Visiblemente sorprendida, Noemi supo que Elena no declararía nada, entonces contó lo que había vivido en el Carmen de Bolívar.
—¿Y usted, por qué fue al Carmen?
—Porque me dijeron que allí se iban a abrir unas fosas comunes que la población había denunciado y yo estoy buscando a mis hijos desaparecidos.
—Según usted, ¿quiénes perpetraron la masacre?
—Fueron los paramilitares, llevaban el distintivo en el uniforme.
—¿Y la niña, tiene algo que decir?
—No –contestó Elena secamente. –Noemi firmó la declaración y salieron de allí.
—No debiste haber dicho que eras mi hija. ¿Por qué lo hiciste?
—No quiero hablar con ellos, además casi no recuerdo nada, solo los disparos, los gritos de mi mamá ordenándome que huyera y una mano como de hierro que me haló hacia el monte.
—¿Tu papá?
—Solo tengo mamá. Creo que la mataron. Ella tenía un novio, pero no era mi papá, el mío se fue y nunca supimos de él.
—¿Tienes parientes en algún lugar?
—No. todos están muertos. –Se sentó en un muro cerca de la plaza del pueblo y se puso a llorar–. No tengo a dónde ir –continuó– no tengo a nadie –decía entre sollozos y ahogo–. No me abandones ni me entregues a esos policías.
Noemi se estremeció con un dolor que le recordaba el suyo propio, lanzada a la extrañeza del abandono en un mundo que desde entonces le había sido hostil, Elena, expectante, ahogada en la angustia, esperaba. Y Noemi, viendo el temblor mudo de sus labios, sabía de qué insondables e indecibles preguntas, estaba hecho aquel llanto. Entonces, la abrazó, y limpiándole la nariz con su camisa sucia, le prometió que continuarían juntas.

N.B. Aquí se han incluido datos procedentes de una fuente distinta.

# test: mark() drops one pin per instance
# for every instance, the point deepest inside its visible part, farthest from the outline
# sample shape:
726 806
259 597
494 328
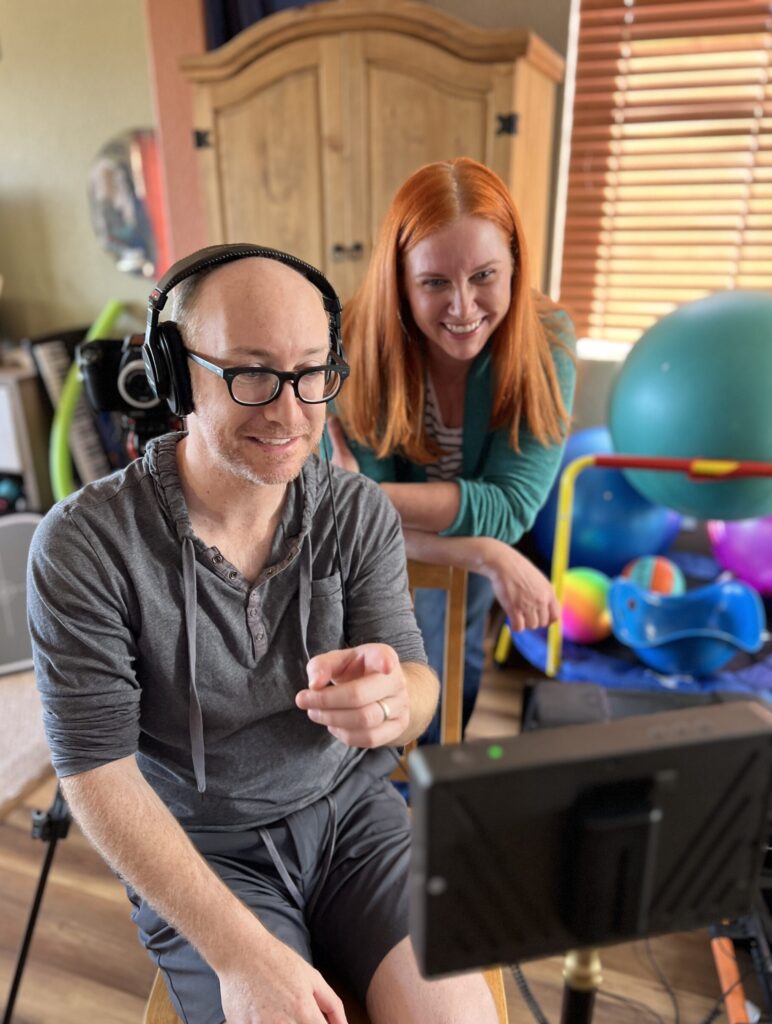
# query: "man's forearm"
423 687
139 839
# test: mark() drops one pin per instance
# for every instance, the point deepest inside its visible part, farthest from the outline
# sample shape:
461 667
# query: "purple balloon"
744 547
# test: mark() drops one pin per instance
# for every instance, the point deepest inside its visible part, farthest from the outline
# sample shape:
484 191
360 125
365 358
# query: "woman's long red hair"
382 404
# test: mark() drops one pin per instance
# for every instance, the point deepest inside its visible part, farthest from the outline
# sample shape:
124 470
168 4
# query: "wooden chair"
454 582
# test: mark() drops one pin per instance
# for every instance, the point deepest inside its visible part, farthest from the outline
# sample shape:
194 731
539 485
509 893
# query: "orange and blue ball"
656 573
585 614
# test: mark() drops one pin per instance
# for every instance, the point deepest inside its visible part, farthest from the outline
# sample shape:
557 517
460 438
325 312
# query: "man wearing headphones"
226 653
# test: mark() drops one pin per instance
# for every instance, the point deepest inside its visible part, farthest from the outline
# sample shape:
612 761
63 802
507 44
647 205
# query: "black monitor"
583 836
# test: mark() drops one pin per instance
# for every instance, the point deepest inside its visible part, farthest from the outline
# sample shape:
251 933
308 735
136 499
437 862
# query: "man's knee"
399 993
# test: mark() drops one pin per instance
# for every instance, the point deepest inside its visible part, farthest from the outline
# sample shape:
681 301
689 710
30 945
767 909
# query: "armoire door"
271 151
413 102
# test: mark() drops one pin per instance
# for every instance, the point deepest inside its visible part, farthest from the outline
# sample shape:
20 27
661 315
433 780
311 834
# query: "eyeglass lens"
256 386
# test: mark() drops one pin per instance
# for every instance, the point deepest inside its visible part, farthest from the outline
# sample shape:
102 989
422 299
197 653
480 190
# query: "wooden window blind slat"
670 182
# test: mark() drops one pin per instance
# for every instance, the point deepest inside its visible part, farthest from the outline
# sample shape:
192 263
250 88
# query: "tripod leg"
582 973
50 826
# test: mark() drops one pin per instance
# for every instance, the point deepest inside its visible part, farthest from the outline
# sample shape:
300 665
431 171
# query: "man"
200 660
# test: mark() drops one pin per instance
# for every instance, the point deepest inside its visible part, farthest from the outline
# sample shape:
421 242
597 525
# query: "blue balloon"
612 523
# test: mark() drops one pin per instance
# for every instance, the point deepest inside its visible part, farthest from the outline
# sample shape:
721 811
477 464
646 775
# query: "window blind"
670 179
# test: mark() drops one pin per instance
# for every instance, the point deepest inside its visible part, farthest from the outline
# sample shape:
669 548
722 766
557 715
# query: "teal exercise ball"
697 384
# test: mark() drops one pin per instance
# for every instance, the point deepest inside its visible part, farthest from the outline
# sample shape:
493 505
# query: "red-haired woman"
459 398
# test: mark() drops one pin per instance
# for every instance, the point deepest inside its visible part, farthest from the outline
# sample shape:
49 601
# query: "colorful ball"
657 573
744 548
585 613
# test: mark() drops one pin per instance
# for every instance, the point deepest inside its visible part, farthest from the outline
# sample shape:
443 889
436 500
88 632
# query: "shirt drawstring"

—No tengo a nadie, solo te tengo a ti. Creo que a mi mamá la mataron.
Noemi sintió aquel murmullo en su pecho, como un soplo a su aridecido corazón. Entonces no quiso indagar más acerca de lo que a Elena y a su madre les había ocurrido.
Permanecieron un buen rato mirando las golondrinas volar y posarse sobre los alambres de la luz. El sol declinaba y el atardecer iluminaba sus rostros tostados durante el largo camino de la huida.